From: Peter Zijlstra
Date: Thu Sep 30 2021 - 10:02:58 EST


On Tue, Sep 28, 2021 at 11:09:24AM +0200, Dmitry Vyukov wrote:
> Hi rseq maintainers,
>
> I wonder if rseq can be used in the following scenario (or extended to be used).
> I want to pass extra arguments to syscalls using a kind of
> side-channel, for example, to say "do fault injection for the next
> system call", or "trace the next system call". But what is "next"
> system call should be atomic with respect to signals.
> Let's say there is shared per-task memory location known to the kernel
> where these arguments can be stored:
>
> __thread struct trace_descriptor desk;
> prctl(REGISTER_PER_TASK_TRACE_DESCRIPTOR, &desk);
>
> then before a system call I can setup the descriptor to enable tracing:
>
> desk = ...
> SYSCALL;
>
> The problem is that if a signal arrives in between we setup desk and
> SYSCALL instruction, we will actually trace some unrelated syscall in
> the signal handler.
> Potentially the kernel could switch/restore 'desk' around syscall
> delivery, but it becomes tricky/impossible for signal handlers that do
> longjmp or mess with PC in other ways; and also would require
> extending ucontext to include the desc information (not sure if it's
> feasible).
>
> So instead the idea is to protect this sequence with rseq that will be
> restarted on signal delivery:
>
> enter rseq critical section with end right after SYSCALL instruction;
> desk = ...
> SYSCALL;
>
> Then, the kernel can simply clear 'desc', on syscall delivery.
>
> rseq docs seem to suggest that this can work:
>
> https://lwn.net/Articles/774098/
> +Restartable sequences are atomic with respect to preemption (making it
> +atomic with respect to other threads running on the same CPU), as well
> +as signal delivery (user-space execution contexts nested over the same
> +thread).
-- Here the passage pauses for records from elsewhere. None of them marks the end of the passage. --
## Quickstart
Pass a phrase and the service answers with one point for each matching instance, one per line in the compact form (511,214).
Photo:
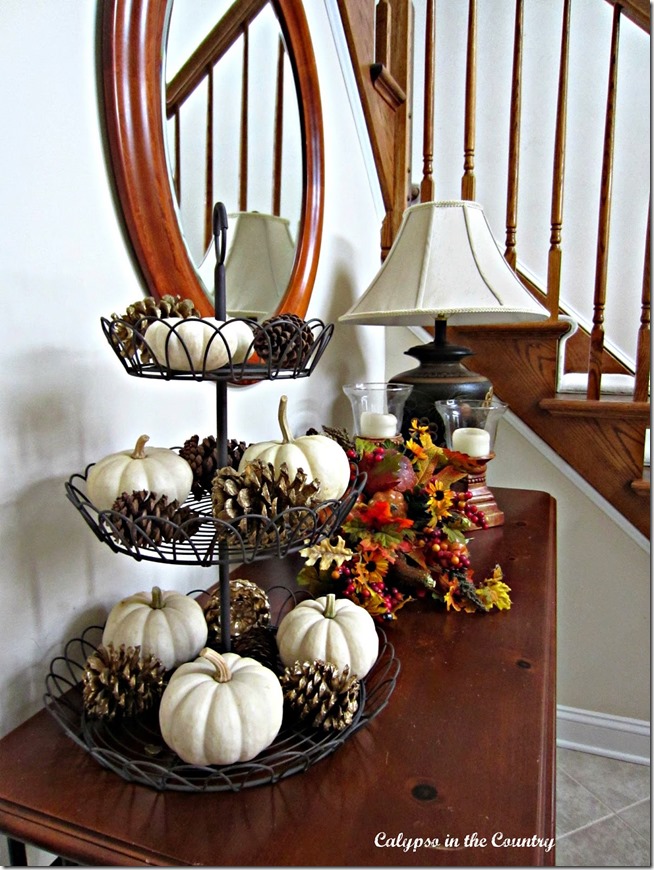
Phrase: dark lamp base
(441,375)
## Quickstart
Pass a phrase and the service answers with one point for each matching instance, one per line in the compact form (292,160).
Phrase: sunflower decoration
(405,537)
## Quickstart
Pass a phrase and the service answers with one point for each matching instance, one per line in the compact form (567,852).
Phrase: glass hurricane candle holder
(377,409)
(470,428)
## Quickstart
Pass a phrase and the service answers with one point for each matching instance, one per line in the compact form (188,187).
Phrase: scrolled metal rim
(294,750)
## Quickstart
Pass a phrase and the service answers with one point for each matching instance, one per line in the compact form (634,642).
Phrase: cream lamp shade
(258,263)
(445,264)
(443,267)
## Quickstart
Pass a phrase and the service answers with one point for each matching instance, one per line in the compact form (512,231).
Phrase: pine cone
(150,519)
(321,694)
(119,682)
(249,607)
(285,340)
(261,491)
(202,456)
(140,315)
(258,642)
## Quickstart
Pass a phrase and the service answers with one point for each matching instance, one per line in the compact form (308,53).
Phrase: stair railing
(602,369)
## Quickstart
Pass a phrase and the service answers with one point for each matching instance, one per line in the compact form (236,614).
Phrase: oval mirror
(134,34)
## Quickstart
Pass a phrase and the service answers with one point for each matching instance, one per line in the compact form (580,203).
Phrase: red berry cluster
(391,598)
(470,510)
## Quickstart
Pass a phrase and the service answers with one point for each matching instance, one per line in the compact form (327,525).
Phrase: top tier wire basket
(177,356)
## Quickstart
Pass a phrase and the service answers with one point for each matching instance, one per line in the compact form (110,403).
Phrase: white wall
(65,400)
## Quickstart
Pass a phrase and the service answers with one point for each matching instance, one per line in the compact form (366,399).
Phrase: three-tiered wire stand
(133,748)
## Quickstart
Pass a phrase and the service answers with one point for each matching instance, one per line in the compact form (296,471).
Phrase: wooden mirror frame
(132,54)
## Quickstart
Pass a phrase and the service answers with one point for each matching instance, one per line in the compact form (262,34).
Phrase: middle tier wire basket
(199,538)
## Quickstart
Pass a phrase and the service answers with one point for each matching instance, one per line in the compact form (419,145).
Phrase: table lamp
(444,266)
(258,263)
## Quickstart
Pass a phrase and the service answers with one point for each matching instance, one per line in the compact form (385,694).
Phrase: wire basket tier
(266,358)
(134,749)
(203,539)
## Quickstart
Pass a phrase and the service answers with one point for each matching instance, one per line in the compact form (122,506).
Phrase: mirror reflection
(233,135)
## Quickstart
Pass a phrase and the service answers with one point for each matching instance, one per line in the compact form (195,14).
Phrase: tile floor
(603,811)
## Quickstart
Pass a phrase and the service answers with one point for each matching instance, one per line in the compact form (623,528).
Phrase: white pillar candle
(375,425)
(474,442)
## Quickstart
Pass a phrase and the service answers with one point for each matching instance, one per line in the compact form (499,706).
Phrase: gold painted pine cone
(321,695)
(120,682)
(140,315)
(249,608)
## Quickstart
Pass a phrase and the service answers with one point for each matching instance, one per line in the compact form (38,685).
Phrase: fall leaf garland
(405,537)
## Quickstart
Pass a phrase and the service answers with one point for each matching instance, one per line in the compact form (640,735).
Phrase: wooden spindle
(514,140)
(208,192)
(558,172)
(427,186)
(279,132)
(641,385)
(601,268)
(245,90)
(383,30)
(468,180)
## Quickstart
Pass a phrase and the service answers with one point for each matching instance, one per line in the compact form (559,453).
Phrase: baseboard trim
(601,734)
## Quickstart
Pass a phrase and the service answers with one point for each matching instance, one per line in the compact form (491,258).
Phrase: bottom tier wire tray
(134,748)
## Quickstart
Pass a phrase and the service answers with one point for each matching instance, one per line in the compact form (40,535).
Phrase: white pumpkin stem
(139,451)
(223,673)
(330,606)
(287,435)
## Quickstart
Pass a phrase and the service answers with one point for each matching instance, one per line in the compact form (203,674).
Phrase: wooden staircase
(600,436)
(602,440)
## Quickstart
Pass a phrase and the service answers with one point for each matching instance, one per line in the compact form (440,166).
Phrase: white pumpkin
(186,344)
(221,709)
(156,469)
(321,458)
(332,630)
(169,625)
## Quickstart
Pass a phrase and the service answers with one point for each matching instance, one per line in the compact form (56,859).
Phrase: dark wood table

They either complete atomically with respect to preemption on
> +the current CPU and signal delivery, or they are aborted.
>
> But the doc also says that the sequence must not do syscalls:
>
> +Restartable sequences must not perform system calls. Doing so may result
> +in termination of the process by a segmentation fault.
>
> The question is:
> Can this restriction be weakened to allow syscalls as the last instruction?
> For flags in this case we would pass
> RSEQ_CS_FLAG_NO_RESTART_ON_PREEMPT and
> RSEQ_CS_FLAG_NO_RESTART_ON_MIGRATE, but no
> RSEQ_CS_FLAG_NO_RESTART_ON_SIGNAL.
>
> I don't see any fundamental reasons why this couldn't work b/c if we
> restart only on signals, then once we reach the syscall, rseq critical
> section is committed, right?
>
> Do you have any feeling of how hard it would be to support or if there
> can be some implementation issues?

IIRC the only enforcement of this constraint is rseq_syscall() (which is
a NOP when !CONFIG_DEBUG_RSEQ, because performance).

However, since we use regs->ip, which for SYSCALL points to right
*after* the SYSCALL instruction (for obvious reasons), it will not in
fact match in_rseq_cs().

And as such, I think your scheme should just work as is. Did you try?